Isso não é verdade só no caso das importações. Uma vez que o acesso ao mercado pode ser cortado – a China aprendeu isso com exclusividade durante o governo do presidente dos EUA, Donald Trump –, os países também devem se esforçar para diversificar seus mercados de exportação. Embora seja difícil diversificar o fornecimento de economias tão grandes quanto os EUA ou a China, os países podem se mover nessa direção.
É claro, o imperativo mais urgente é diversificar para evitar parceiros comerciais imprevisíveis. Parceiros com os quais as regras do jogo são acordadas de maneira clara e provavelmente permanecerão estáveis representam muito menos risco, reduzindo os benefícios da diversificação. No entanto, os países devem evitar a dependência excessiva de qualquer parceiro, não importa quão estável, em especial devido aos riscos crescentes de problemas ligados às mudanças climáticas.
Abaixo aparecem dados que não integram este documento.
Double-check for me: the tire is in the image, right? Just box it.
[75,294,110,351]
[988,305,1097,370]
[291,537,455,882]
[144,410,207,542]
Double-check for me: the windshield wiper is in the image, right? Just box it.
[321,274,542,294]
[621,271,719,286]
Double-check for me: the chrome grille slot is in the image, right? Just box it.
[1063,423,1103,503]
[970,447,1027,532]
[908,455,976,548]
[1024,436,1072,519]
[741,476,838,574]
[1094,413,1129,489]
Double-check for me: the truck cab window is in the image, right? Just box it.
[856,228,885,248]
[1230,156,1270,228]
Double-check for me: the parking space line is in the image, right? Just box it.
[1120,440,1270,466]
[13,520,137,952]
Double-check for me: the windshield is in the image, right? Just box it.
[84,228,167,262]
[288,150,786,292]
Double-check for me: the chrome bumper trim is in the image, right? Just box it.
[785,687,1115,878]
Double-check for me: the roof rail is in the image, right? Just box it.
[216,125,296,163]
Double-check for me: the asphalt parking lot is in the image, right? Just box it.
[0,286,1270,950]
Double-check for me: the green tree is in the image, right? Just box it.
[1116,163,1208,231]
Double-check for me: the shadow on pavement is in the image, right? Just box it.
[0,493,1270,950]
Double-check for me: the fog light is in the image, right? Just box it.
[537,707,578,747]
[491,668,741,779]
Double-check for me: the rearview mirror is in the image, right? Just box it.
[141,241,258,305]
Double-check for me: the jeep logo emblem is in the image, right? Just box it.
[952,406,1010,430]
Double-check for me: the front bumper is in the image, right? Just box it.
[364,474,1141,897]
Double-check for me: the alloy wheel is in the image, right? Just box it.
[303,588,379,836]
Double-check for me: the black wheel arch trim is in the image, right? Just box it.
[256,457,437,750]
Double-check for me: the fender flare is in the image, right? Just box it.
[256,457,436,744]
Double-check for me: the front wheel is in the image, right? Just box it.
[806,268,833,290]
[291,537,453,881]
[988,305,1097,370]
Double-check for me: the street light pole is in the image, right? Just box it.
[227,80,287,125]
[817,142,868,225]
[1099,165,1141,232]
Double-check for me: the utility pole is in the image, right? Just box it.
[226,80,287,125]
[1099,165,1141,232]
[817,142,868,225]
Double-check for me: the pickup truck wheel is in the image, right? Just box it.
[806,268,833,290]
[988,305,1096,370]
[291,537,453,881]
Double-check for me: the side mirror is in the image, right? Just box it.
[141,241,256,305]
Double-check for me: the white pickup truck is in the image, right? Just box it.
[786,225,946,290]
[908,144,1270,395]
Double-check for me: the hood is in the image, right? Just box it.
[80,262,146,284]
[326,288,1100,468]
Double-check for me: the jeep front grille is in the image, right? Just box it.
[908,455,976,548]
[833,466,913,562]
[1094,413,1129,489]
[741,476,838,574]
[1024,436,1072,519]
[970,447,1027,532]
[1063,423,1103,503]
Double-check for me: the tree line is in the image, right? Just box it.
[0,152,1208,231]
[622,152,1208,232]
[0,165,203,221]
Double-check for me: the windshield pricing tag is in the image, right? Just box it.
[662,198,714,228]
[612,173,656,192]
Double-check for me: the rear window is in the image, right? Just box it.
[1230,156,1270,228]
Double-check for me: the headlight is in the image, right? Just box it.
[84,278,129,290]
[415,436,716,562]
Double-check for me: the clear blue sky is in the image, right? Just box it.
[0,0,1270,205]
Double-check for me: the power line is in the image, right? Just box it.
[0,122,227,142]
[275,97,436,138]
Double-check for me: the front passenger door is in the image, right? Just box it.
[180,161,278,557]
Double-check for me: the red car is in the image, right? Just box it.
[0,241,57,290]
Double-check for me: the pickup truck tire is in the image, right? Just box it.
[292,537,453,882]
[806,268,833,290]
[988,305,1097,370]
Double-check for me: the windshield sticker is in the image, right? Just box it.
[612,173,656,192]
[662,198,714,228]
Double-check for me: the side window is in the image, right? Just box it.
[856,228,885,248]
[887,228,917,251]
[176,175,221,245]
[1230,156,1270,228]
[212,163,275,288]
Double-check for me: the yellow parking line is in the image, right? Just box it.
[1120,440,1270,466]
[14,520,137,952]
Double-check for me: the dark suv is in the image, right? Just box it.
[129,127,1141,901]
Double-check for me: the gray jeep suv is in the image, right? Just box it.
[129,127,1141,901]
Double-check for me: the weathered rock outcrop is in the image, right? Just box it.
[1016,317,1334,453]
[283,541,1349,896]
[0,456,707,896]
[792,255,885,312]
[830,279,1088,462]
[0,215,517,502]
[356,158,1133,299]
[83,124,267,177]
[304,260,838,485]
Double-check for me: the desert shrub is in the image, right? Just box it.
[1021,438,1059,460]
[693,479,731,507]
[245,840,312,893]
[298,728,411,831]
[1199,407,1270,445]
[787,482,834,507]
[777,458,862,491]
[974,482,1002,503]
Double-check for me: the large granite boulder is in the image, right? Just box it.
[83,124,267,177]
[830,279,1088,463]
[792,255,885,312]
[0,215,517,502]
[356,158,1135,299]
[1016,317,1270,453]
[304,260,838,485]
É importante ressaltar que dificilmente o nível necessário de diversificação – ou seja, um nível que melhore a segurança econômica e a posição de negociação de um país em caso de crise – emergirá como um resultado puramente de mercado, pois os benefícios econômicos e estratégicos não são totalmente capturados pelos atores do mercado. Embora os players do mercado reconheçam os riscos e não devam se recusar a diversificar de todo os mercados e fontes de oferta, eles provavelmente não irão longe o suficiente.
Assim, as políticas públicas e a coordenação internacional devem desempenhar um papel importante no avanço desse processo. Felizmente, por enquanto os formuladores de políticas têm um forte incentivo para dar os passos necessários. Porém, se o senso de urgência deles persistirá ou desaparecerá à medida que os níveis de ameaça percebidos diminuam, ainda não se sabe.
Tradução por Fabrício Calado Moreira
*Michael Spence, ganhador do Nobel de Economia, é professor emérito da Universidade de Stanford e membro sênior da Hoover Institution.